This is the time of the year when many anglers develop tunnel vision, thinking only of walleyes and fishing on the bigger water!
When you do this, it means that you are missing some of the finest early season fishing.
Many of these anglers will be running great distances when some of the best fishing available may be right in their own backyard for bass.
In the upper Midwest, there are excellent populations of both Small and Largemouth bass and right now is an excellent time to take good numbers of both species.
Both are found throughout the upper Midwest, in Missouri River in Lewis & Clark Lake up stream into Lake Oahe. In South Dakota, you will find excellent bass fishing in most lakes including on Horseshoe Lake, Reetz Lake, Roy Lake, Big Stone and Enemy Swim.
Most dams, ponds, farm & stock dams, lakes and reservoirs also contain catcheable populations of Largemouth bass.
During this time of the year, bass will have moved off into deeper water to rest up from the rigors of the spawn.
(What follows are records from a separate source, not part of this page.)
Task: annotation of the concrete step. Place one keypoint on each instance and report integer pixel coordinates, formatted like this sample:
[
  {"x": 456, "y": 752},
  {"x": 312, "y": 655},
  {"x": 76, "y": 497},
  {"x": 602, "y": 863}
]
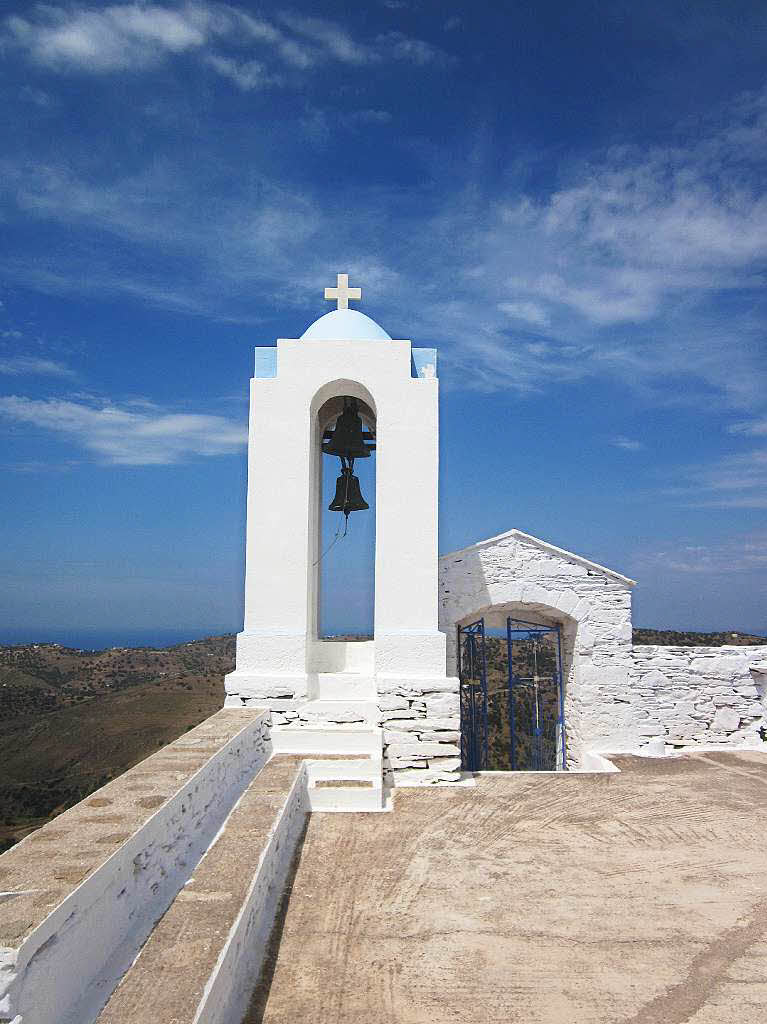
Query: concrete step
[
  {"x": 341, "y": 739},
  {"x": 347, "y": 768},
  {"x": 205, "y": 954},
  {"x": 345, "y": 686},
  {"x": 345, "y": 795}
]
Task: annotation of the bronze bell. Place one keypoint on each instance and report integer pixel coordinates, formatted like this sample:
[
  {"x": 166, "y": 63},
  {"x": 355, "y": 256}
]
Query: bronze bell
[
  {"x": 348, "y": 496},
  {"x": 347, "y": 440}
]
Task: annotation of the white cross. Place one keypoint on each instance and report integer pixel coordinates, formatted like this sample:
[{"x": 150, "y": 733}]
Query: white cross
[{"x": 342, "y": 292}]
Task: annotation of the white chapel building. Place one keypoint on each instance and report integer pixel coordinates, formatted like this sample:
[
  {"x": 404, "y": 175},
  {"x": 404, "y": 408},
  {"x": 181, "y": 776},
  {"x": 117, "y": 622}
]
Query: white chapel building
[{"x": 425, "y": 697}]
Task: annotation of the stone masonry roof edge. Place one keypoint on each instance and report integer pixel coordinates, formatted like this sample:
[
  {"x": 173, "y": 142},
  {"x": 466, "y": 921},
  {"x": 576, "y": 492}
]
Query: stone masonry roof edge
[{"x": 547, "y": 547}]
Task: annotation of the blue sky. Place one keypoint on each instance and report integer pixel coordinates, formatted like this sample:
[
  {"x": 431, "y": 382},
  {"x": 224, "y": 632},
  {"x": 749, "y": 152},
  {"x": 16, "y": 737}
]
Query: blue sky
[{"x": 567, "y": 200}]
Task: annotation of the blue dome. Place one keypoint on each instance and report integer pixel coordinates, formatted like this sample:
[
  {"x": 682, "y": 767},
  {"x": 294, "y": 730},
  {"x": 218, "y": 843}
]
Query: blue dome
[{"x": 345, "y": 325}]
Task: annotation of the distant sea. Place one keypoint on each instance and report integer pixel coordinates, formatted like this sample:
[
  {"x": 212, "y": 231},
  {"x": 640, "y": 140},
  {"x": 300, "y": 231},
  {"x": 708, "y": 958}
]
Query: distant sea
[{"x": 99, "y": 639}]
As the water temperatures begin to warm, they will become more active.
As water temperature moves into the low 70’s, the bass will start to feed aggressively.
Look for bass this time of the year spending much of the day in the deeper water and then moving into the shallows early in the day and later in the afternoon looking for an easy meal.
In the river and areas with current, you will find bass throughout the day tucked in behind some sort of cover.
Anything that cuts or slows down the current, which are known as slack water pockets, is likely to be a good hiding spots for the bass.
Points, rock piles pockets in the weeds and down timber, all cut the current and make excellent locations to look for bass in the river.